(657g) Digital Design and Optimization of a Continuous Counter-Current Extraction Process for Purifying Active Pharmaceutical Ingredients. | AIChE

(657g) Digital Design and Optimization of a Continuous Counter-Current Extraction Process for Purifying Active Pharmaceutical Ingredients.

Authors 

Jonuzaj, S. - Presenter, Imperial College London
Polster, C., Eli Lilly and Company
Vaidyaraman, S., Eli Lilly and Company
Miller, R. D., Eli Lilly and Company
Day, J., Eli Lilly and Company
Veltri, L., Eli Lilly and Company
Held, C. B., Eli Lilly and Company
Reizman, B., Eli Lilly and Company
Cole, K. P., Eli Lilly and Company
Continuous manufacturing (CM) has attracted increased attention in the pharmaceutical industry, due to its promise of enhanced process and product performance, as well as improved safety and cost over traditional batch operations [1,2]. In current practice, process development and suitable control strategies are typically based on heuristic approaches or experimental investigations. Such protocols often lead to suboptimal designs and are usually accompanied by increased development time, high material consumption, and increased environmental footprint. The use of modelling tools and optimization techniques can help reduce experimental work, improve decision-making, and bring products to market faster.
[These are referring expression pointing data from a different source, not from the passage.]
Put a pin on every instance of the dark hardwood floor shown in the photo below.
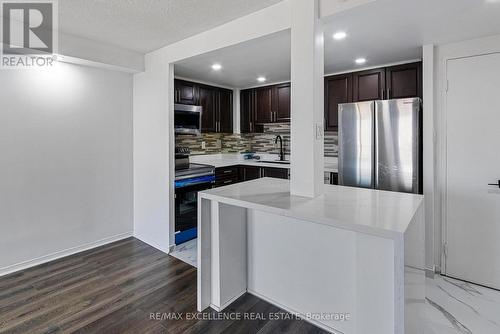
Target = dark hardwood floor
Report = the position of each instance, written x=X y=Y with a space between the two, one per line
x=125 y=287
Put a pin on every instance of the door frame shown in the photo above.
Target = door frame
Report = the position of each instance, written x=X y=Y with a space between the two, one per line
x=445 y=54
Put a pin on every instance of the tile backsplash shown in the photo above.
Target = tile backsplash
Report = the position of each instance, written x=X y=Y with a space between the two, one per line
x=255 y=142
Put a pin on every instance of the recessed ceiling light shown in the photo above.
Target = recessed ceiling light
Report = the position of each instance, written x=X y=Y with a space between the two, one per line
x=360 y=61
x=339 y=35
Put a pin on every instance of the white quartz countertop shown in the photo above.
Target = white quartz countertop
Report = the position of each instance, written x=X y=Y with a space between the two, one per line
x=382 y=213
x=231 y=159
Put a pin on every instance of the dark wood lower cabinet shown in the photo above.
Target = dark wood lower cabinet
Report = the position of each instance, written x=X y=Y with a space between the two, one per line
x=278 y=173
x=225 y=176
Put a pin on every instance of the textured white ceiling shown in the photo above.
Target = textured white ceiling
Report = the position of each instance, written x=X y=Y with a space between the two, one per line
x=268 y=56
x=384 y=31
x=146 y=25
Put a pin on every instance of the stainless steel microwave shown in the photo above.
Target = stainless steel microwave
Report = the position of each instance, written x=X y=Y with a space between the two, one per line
x=187 y=119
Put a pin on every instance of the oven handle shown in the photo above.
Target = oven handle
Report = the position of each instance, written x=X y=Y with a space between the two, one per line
x=205 y=179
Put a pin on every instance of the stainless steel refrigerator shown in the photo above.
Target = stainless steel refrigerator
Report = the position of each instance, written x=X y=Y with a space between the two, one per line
x=380 y=145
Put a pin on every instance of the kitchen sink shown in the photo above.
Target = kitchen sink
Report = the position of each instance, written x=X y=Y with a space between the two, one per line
x=285 y=162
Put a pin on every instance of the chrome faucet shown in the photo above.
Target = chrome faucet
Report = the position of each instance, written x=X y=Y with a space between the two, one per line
x=282 y=152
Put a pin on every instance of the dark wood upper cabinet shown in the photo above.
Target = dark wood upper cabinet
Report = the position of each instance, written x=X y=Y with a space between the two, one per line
x=281 y=103
x=338 y=90
x=209 y=111
x=248 y=173
x=247 y=99
x=369 y=85
x=186 y=92
x=270 y=104
x=225 y=111
x=263 y=106
x=216 y=103
x=404 y=81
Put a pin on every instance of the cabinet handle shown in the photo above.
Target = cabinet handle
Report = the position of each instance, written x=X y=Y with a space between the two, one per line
x=495 y=184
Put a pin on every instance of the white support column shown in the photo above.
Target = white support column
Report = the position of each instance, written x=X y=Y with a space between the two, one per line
x=428 y=151
x=236 y=111
x=307 y=143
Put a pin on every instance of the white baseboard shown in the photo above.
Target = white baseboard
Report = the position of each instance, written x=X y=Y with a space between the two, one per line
x=300 y=315
x=63 y=253
x=145 y=239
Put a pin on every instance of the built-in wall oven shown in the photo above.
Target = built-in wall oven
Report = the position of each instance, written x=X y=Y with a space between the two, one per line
x=189 y=179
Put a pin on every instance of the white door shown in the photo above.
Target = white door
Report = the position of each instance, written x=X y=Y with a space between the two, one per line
x=473 y=161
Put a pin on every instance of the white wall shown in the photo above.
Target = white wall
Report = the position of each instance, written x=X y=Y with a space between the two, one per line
x=65 y=162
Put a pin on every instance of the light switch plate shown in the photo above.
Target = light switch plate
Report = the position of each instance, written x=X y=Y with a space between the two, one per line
x=319 y=131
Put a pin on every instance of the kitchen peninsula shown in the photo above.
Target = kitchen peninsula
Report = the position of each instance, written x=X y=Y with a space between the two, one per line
x=349 y=261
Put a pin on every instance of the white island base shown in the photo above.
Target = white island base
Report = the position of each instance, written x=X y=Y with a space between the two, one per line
x=339 y=261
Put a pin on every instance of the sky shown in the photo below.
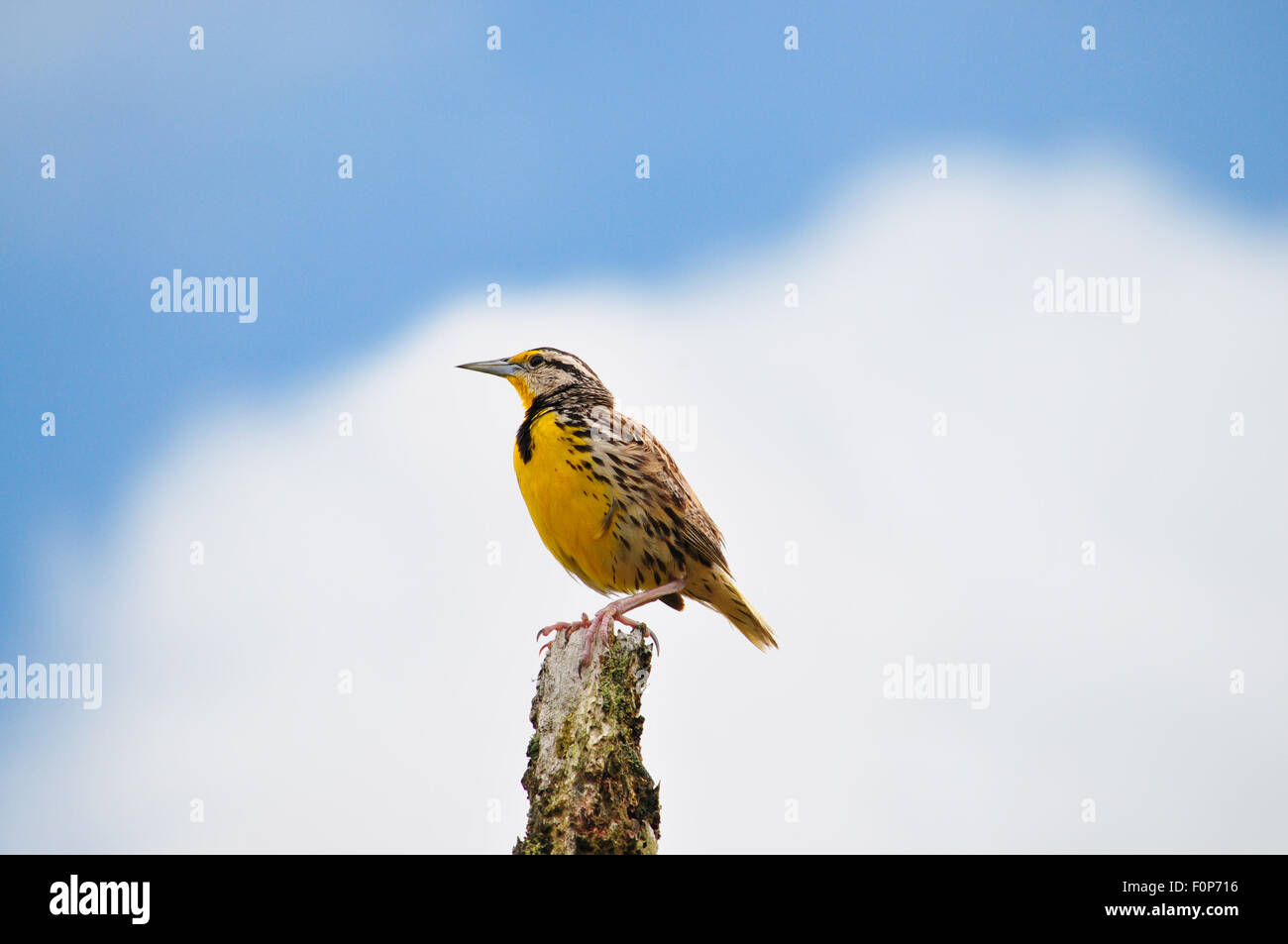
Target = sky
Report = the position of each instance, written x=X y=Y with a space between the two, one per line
x=518 y=166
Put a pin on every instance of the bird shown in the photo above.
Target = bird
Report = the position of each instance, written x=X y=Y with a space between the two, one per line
x=610 y=504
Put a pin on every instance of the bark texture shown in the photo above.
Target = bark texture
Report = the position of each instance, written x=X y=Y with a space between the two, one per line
x=588 y=788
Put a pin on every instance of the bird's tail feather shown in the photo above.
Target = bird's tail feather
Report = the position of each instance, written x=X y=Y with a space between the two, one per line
x=721 y=594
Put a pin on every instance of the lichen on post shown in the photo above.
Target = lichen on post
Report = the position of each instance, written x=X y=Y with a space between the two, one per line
x=588 y=788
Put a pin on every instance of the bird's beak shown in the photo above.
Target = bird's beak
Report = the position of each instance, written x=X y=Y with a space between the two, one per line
x=502 y=367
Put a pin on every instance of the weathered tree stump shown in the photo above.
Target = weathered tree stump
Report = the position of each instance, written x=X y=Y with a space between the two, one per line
x=588 y=788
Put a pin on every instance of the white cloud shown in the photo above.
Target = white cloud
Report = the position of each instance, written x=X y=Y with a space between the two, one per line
x=811 y=425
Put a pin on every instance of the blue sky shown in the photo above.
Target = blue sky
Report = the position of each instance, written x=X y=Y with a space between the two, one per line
x=514 y=166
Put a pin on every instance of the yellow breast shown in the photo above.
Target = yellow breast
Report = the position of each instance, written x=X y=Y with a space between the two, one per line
x=570 y=501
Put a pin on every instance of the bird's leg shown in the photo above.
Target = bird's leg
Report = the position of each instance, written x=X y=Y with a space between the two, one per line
x=640 y=625
x=604 y=618
x=568 y=629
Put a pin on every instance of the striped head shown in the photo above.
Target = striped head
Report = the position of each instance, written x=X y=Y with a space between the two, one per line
x=549 y=374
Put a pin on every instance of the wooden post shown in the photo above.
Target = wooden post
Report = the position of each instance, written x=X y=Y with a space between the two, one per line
x=588 y=788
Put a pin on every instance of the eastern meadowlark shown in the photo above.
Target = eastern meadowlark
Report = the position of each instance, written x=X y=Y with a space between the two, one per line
x=609 y=502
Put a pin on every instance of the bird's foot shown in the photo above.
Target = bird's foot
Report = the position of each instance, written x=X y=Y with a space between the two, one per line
x=603 y=627
x=648 y=634
x=567 y=629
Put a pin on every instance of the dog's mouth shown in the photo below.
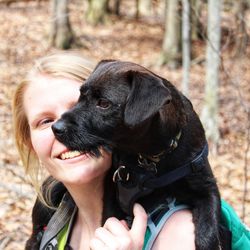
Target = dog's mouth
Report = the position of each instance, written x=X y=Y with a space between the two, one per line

In this work, we focus on the development of continuous counter-current extraction processes, which are often employed in the separation of chemicals with low distribution coefficients [3]. We use advanced process modeling tools to design a multistage counter-current extraction process for separating an active pharmaceutical ingredient (API) from a key dimer impurity generated during synthesis. Thermodynamic methods and data-based correlations are utilized to predict improved partition coefficients and enhance extraction efficiency. Uncertainty analysis and optimization [4] have been performed to identify optimal process parameters that lead to high product yield and purity. The developed process model is used to complement experimental work and facilitate decision making in process development [5]. In addition, a residence time distribution model was developed to inform and improve process decisions in large-scale production. Overall, this work demonstrates the benefits of using continuous processes and emphasizes the impact of integrated computational and experimental workflows on pharmaceutical process development.

[1] C.L. Burcham, A.J. Florence, M.D. Johnson, 2018. Annual Review of Chemical and Biomolecular Engineering 9, 253-281.

[2] N. Yazdanpanah, C.N. Cruz, T.F. O’Connor, 2019. Computers and Chemical Engineering 129, 1065110.

[3] J. Chen, C. Zhou, B. Xie, J. Zhang, 2023. I&EC Research, doi.org/10.1021/acs.iecr.2c04282.

[4] R. Schenkendor, D.I. Gerogiorgis, S.S. Mansouri, K.V. Gernaey, 2020. J Processes 8, 2227-9717.

[5] F. Zhao, I.E. Grossmann, S. García-Muñoz, S.D. Stamatis, 2021. AIChE Journal, DOI: 10.1002/aic.17189.